The CSR Evaluator itself focusses on the recording and analysis of CSR investments for five stakeholder groups: employees, partners, customers, society at large, and shareholders. For the survey testing the CSR-Evaluation and Management Tool and its contributions to business requirements, 51 companies – SMEs as well as multinationals operating in different economic sectors – participated in the study. Companies applied and/or commented on the instrument while also taking part in workshops conducted by the project team. In the follow-up stage, a subsequent study was designed to capture and verify resulting findings.

The results of the empirical study indicate that data availability is one of the fundamental challenges of managing and measuring CSR. Collecting CSR-related monetary data is difficult for companies because of, inter alia, delimitation problems and the complexity of the organizational structure. This calls for innovative management IT systems addressing delimitation problems in combination with a systematic integration of existing procedures of management accounting.

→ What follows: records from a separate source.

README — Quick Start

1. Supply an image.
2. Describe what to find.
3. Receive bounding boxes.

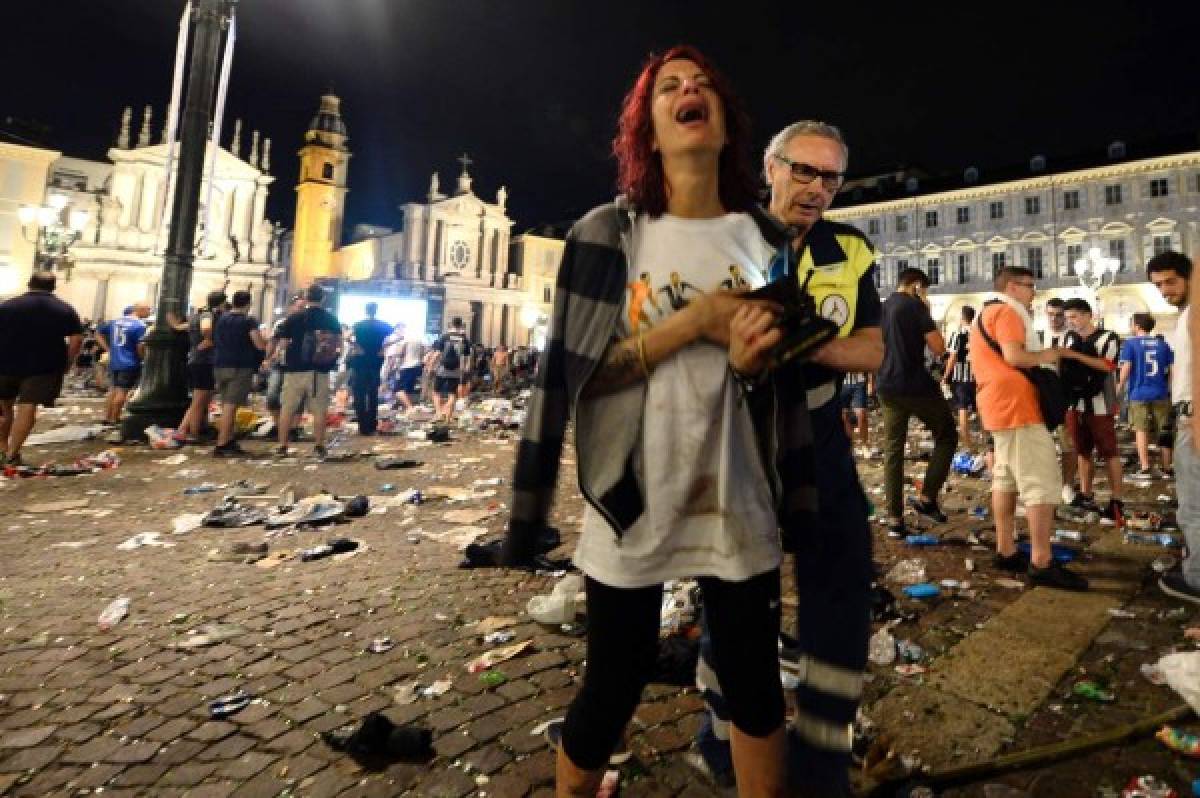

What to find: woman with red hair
[496,47,815,796]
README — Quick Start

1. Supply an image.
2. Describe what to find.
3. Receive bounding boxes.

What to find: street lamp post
[121,0,236,440]
[17,194,89,282]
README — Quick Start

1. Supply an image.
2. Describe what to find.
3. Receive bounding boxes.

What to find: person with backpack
[1061,296,1124,523]
[1117,313,1175,476]
[275,284,342,458]
[433,316,470,424]
[968,266,1087,590]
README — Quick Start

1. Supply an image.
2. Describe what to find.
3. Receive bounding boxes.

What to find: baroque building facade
[289,95,564,347]
[827,142,1200,334]
[0,106,282,319]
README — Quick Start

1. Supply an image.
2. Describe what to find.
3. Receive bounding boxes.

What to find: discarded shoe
[320,712,433,761]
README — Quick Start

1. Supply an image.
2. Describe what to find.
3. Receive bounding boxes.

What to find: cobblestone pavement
[0,400,715,798]
[0,396,1180,798]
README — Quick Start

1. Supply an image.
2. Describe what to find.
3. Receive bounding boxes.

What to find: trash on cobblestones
[209,690,254,720]
[467,640,533,673]
[320,712,433,764]
[1121,775,1180,798]
[143,424,184,449]
[904,582,942,599]
[1154,726,1200,758]
[420,679,454,698]
[1124,532,1183,547]
[97,595,130,631]
[1158,652,1200,710]
[866,626,896,667]
[1070,680,1117,703]
[300,538,360,563]
[116,532,175,551]
[22,499,91,514]
[479,671,509,688]
[173,623,246,649]
[475,616,518,635]
[374,457,425,472]
[888,559,925,584]
[170,512,205,535]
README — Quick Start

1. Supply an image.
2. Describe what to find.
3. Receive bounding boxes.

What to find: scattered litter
[467,640,533,673]
[367,637,396,654]
[116,532,175,551]
[97,595,130,631]
[174,623,246,649]
[887,559,925,584]
[209,690,253,720]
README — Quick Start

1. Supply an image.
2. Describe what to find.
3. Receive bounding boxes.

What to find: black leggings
[563,569,784,770]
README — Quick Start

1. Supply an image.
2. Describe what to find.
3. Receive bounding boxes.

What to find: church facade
[289,95,564,347]
[5,107,283,320]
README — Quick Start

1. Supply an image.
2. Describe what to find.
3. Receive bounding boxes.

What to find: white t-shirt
[1165,305,1192,404]
[575,214,782,588]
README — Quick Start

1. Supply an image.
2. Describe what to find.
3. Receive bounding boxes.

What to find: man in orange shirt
[970,266,1087,590]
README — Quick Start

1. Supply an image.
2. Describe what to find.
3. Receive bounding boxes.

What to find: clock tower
[289,94,350,290]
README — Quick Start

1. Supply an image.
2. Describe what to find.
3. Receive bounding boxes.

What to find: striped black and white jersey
[946,330,974,383]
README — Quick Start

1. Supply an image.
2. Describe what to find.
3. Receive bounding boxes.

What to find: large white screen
[337,294,427,336]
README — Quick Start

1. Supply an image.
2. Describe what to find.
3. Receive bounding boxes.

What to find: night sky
[0,0,1200,232]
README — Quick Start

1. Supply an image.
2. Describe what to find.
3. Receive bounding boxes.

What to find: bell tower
[289,92,350,290]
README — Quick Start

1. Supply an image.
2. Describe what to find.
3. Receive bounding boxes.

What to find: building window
[1064,244,1084,277]
[1025,247,1042,280]
[1109,239,1126,271]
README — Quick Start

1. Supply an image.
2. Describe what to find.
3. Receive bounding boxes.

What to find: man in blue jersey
[1117,313,1175,476]
[96,302,150,426]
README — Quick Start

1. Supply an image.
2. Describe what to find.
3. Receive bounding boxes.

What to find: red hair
[612,44,757,216]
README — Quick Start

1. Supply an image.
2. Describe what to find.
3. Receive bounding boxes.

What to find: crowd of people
[0,47,1200,796]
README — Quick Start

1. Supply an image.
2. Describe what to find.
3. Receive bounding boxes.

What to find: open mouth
[676,97,708,125]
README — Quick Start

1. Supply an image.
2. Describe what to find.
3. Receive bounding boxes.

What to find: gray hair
[762,119,850,178]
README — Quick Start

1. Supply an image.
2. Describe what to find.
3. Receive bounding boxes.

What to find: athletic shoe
[1027,560,1087,592]
[546,718,634,767]
[908,497,947,523]
[991,551,1030,574]
[1158,571,1200,604]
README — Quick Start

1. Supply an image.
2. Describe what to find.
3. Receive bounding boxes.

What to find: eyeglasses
[775,155,846,191]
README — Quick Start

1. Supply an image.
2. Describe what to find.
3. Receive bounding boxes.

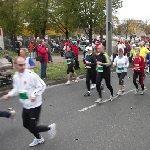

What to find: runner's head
[118,48,123,56]
[14,56,26,73]
[132,44,136,49]
[66,45,71,52]
[87,46,93,54]
[135,47,140,57]
[97,44,104,53]
[20,48,28,58]
[139,41,145,47]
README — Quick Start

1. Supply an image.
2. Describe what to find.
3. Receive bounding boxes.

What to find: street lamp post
[106,0,112,56]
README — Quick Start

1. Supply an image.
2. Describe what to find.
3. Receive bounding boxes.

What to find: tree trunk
[89,27,92,44]
[34,30,39,39]
[41,29,46,39]
[65,30,69,40]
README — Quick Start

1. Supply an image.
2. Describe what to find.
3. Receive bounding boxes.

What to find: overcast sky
[116,0,150,22]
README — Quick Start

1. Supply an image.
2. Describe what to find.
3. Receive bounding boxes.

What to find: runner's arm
[102,53,111,67]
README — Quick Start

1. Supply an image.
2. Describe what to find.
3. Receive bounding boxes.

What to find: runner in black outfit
[84,47,97,97]
[95,44,113,103]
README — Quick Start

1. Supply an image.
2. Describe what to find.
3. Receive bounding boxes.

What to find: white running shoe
[134,89,139,94]
[29,137,44,147]
[95,98,103,103]
[48,123,56,140]
[9,110,16,123]
[65,80,70,85]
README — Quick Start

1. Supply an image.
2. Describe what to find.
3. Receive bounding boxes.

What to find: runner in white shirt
[118,41,126,54]
[113,48,129,95]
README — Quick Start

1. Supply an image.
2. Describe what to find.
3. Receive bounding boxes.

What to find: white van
[0,28,4,50]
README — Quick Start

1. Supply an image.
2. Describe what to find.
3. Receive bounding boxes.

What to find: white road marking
[78,89,147,112]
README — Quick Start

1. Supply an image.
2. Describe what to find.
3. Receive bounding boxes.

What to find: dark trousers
[74,57,80,69]
[17,49,20,56]
[48,52,53,62]
[117,72,127,85]
[41,63,47,78]
[0,111,11,118]
[96,72,113,98]
[133,71,144,90]
[86,70,97,91]
[22,106,50,139]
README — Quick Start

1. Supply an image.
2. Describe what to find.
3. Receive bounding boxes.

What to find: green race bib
[67,58,71,64]
[97,65,103,72]
[19,92,29,101]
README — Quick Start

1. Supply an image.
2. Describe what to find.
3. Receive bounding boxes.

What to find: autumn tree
[0,0,23,40]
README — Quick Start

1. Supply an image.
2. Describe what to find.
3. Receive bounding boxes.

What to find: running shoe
[117,90,122,95]
[74,77,79,83]
[122,85,125,92]
[110,95,114,101]
[29,137,44,147]
[9,110,16,123]
[95,98,103,103]
[90,84,96,90]
[84,92,91,97]
[140,90,144,95]
[48,123,56,140]
[134,89,139,94]
[65,81,70,85]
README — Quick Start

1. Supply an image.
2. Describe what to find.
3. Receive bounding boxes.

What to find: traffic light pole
[106,0,112,56]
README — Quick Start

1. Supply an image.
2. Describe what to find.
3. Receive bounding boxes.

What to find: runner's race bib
[97,65,103,72]
[19,91,29,101]
[67,58,71,65]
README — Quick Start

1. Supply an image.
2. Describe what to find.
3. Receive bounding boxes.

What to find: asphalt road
[0,70,150,150]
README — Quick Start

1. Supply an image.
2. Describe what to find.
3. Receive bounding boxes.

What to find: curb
[0,74,86,97]
[0,67,131,97]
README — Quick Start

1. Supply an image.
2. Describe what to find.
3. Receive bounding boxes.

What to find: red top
[37,45,48,63]
[133,56,145,72]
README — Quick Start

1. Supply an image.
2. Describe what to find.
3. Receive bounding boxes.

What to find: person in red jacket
[71,43,80,70]
[133,48,145,95]
[37,41,48,78]
[71,43,79,59]
[29,41,35,59]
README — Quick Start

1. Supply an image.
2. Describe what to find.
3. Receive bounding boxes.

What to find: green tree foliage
[55,0,122,41]
[22,0,53,38]
[0,0,23,40]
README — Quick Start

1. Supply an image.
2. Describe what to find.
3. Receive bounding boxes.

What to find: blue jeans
[31,52,35,59]
[0,111,11,118]
[41,63,47,78]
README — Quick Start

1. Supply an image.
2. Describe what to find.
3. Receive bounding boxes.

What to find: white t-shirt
[113,56,129,73]
[25,57,35,71]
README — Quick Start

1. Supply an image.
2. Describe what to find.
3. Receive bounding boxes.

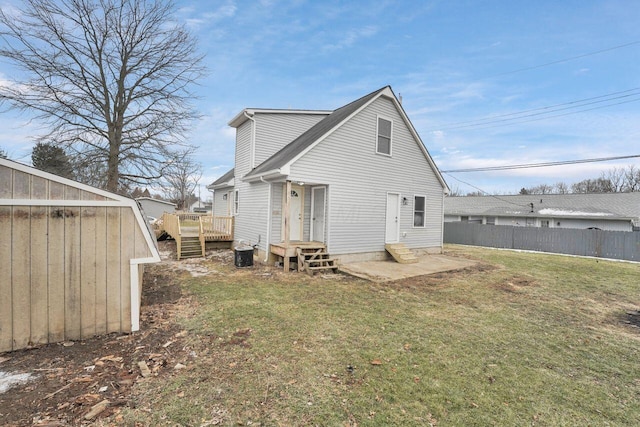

Aside from data availability as one challenge of managing and measuring CSR, empirical findings indicate that the strategic advancement of CSR in companies is subject to a continuous CSR learning process. This process informs individual and organizational decision-making in order to integrate stakeholder-specific CSR activities (Stakeholder CSR) into core business operations (Core Business CSR). But how exactly can the difference between Stakeholder CSR and Core Business CSR be captured? In our research, we propose to devise an individual and organizational learning process based on the assumption that “shared value creation” (according to M. Porter / M. Kramer) is the result of a poly-dimensional management effort that links the systematic governance of stakeholder resources to the core operations of businesses. The evaluation study takes up this conceptual distinction and discusses the creation of shared value against the backdrop of both approaches: a stakeholder- oriented theory of the firm as well as Michael Porters generic core business concepts of strategy management.